The initial plan for "The Lighthouse" was not to build a lighthouse. Creating an entire lighthouse from scratch is costly, and the film only had a reported budget of $11 million, which is not exactly the kind of budget that usually allows for major construction projects. But they just couldn't find a suitable location. Speaking with Vogue, Robert Eggers recalled their journey to the decision to build:

"We were looking all over the place. We started scouting in Nova Scotia, but things were really moving quickly, and we didn't really find anything. Up there people have mailboxes shaped like lighthouses and buoys and lobster traps in their front yard, and I was like, We gotta find it here. I finally found a spot where we could build our tower. Of course people didn't think we were going to go through with it. They were like, 'Oh, you'll build part of it and extend it with C.G.,' but there's no fun in that."

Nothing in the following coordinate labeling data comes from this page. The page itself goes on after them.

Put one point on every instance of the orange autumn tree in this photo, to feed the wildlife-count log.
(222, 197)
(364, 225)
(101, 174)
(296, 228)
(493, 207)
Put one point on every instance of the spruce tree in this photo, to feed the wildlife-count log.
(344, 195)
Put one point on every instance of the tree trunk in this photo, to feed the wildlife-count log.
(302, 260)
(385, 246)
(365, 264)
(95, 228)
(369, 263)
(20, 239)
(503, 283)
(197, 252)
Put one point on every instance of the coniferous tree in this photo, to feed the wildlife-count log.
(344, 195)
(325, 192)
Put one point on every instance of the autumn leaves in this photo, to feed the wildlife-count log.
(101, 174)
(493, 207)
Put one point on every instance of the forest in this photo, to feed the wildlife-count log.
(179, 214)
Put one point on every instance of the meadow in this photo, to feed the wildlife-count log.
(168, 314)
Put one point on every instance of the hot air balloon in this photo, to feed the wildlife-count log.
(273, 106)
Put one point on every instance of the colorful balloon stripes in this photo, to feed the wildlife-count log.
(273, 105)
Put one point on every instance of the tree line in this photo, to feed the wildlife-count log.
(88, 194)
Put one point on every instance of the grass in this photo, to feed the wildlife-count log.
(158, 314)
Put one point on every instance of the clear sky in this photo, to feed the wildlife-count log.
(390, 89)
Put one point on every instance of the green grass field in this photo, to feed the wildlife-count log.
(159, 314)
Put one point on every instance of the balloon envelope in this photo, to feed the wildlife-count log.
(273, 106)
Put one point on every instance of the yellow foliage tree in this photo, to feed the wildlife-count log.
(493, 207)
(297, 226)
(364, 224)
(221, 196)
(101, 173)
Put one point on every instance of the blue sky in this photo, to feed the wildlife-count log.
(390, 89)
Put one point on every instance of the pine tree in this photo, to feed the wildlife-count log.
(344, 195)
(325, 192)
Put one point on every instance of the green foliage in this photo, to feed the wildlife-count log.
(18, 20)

Eggers' aversion to CG has been well-documented. He is someone big on tactility and authenticity, and that is just not something you can get easily with digital effects. You can approximate it, but if you can just build a tower, you might as well do it. Having a physical object dictates how you frame shots, how your actors react to their environment, and lets a director know exactly what they are going to capture on camera rather than relying on their imagination to hope it turns out well later. So, as Eggers put it to Rolling Stone, they "just built a 70 foot working lighthouse."

Building for an aspect ratio

Outside of the use of IMAX, aspect ratios are an under-discussed filmmaking element. The size of one's frame dictates how you shoot people, locations, and objects. If you are shooting a close-up in a 2.39:1, anamorphic widescreen, how you frame an actor's face will be completely different than in the 1.33:1 academy ratio due to negative space, type of lens, and depth of field.

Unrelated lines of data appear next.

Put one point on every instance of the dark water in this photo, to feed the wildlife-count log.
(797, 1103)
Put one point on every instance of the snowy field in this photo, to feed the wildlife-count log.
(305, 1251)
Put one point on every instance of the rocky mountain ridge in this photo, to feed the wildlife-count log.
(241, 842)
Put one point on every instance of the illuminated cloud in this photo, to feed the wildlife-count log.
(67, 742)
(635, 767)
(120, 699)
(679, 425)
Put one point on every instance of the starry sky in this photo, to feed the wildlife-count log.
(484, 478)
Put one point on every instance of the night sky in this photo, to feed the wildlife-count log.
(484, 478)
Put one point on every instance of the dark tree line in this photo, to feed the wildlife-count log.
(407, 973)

"The Lighthouse" is shot in 1.19:1, an aspect ratio that is nearly a perfect square. Because the frame is so unusually narrow for our modern eyes, we perceive it to be a much taller frame than it actually is. This does wonders for capturing a tall structure like a lighthouse, which would be dwarfed in a wide shot with a wider frame. However, the inside of this kind of structure is not as obvious when it comes to framing, and this called for a lot of creative designing and building. Eggers said to The Verge:

"The furniture had to be built to accommodate the aspect ratio — the kitchen table needed to be a certain size where we could get a two-shot on a 50mm lens without blowing the walls out. And the interior of the lighthouse tower — I'm going to give away my secrets here, but we had to be able to move walls, because that is an eight-foot diameter space, and you can't fit an actor and a camera in eight-foot space and do anything with them."

While Eggers is indebted to his research, he is still an artist first and foremost, and being able to understand that all these production elements are in service of an aesthetic whole is part of what makes him such a singular filmmaker. For "The Lighthouse," the only way to make that happen was straight-up building a lighthouse.